MSc Data Science (Earth and Environmental Analytics) / Course details
Year of entry: 2025
- View tabs
- View full page
Course unit details:
Understanding Data and their Environment
Unit code | DATA71011 |
---|---|
Credit rating | 15 |
Unit level | FHEQ level 7 – master's degree or fourth year of an integrated master's degree |
Teaching period(s) | Semester 1 |
Available as a free choice unit? | No |
Overview
This module is a combination of technical and non-technical topics all related to critical externalities to the data analytics process.
The course covers a suite of topics rated to the representation and processing and pre-processing of data: metadata, paradata ,data provenance: understanding data quality and the impact on inference; cleaning data; edit and imputation models, the basics of data linkage/integration and data visualisation.
Aims
The unit aims to:
• Develop an awareness of the issues around the use of data in research.
• Develop fundamental skills in data pre-processing.
Learning outcomes
Students should be able to:
• Demonstrate a basic understanding of metadata, paradata and data provenance
• Be able to prepare a dataset for analysis
• Make informed decisions about linkage/integration of data and carry out a basic data linkage.
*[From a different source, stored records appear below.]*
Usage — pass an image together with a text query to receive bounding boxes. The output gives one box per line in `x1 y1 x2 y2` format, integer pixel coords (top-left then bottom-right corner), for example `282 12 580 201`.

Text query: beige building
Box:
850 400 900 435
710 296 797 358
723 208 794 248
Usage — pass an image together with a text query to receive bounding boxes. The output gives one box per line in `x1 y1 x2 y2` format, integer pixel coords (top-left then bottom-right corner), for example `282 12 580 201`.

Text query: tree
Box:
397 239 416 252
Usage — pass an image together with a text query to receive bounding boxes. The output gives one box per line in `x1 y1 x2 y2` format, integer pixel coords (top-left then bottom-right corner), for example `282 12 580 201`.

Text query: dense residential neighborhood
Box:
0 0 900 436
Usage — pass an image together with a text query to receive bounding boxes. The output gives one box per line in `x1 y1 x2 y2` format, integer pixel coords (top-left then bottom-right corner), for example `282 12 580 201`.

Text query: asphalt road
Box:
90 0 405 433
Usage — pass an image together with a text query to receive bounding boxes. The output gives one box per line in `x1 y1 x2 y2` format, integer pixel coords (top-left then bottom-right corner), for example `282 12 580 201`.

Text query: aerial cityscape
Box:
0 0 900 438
• Be able to produce basic data visualisations.
Teaching and learning methods
Lectures will introduce specific ideas in relation to data management, the ethics and disclosure of data and linkage in relation to research. Interactive exercises will involve a mixture of solo and group work. Laptop based practicals will allow the students to apply those ideas and to manage data and be able to make informed decisions about linkage/integration of data and to apply anonymisation processes to data.
Assessment methods
Group provenance exercise (600 words and code) 20%
Online test on information about data and reproducibility (1 hour) 20%
Group presentation of analysis plan (video) (5 minutes) 10%
Pre-processing and analysis report (1,500 words) 50%
Recommended reading
Christen, P. (2012). Data matching: concepts and techniques for record linkage,
entity resolution, and duplicate detection. Springer Science & Business Media
García S., Luengo, J., & Herrera F. (2015). Data preprocessing in data mining.
Springer
Moreau, L., & Groth, P. (2013) Provenance: An Introduction to PROV. Available at https://tinyurl.com/PROV-BOOK [accessed 25/9/2019]
Teaching staff
Staff member | Role |
---|---|
Pradyumn Shukla | Unit coordinator |
Mark Elliot | Unit coordinator |
Stian Soiland-Reyes | Unit coordinator |
Nuno Pinto | Unit coordinator |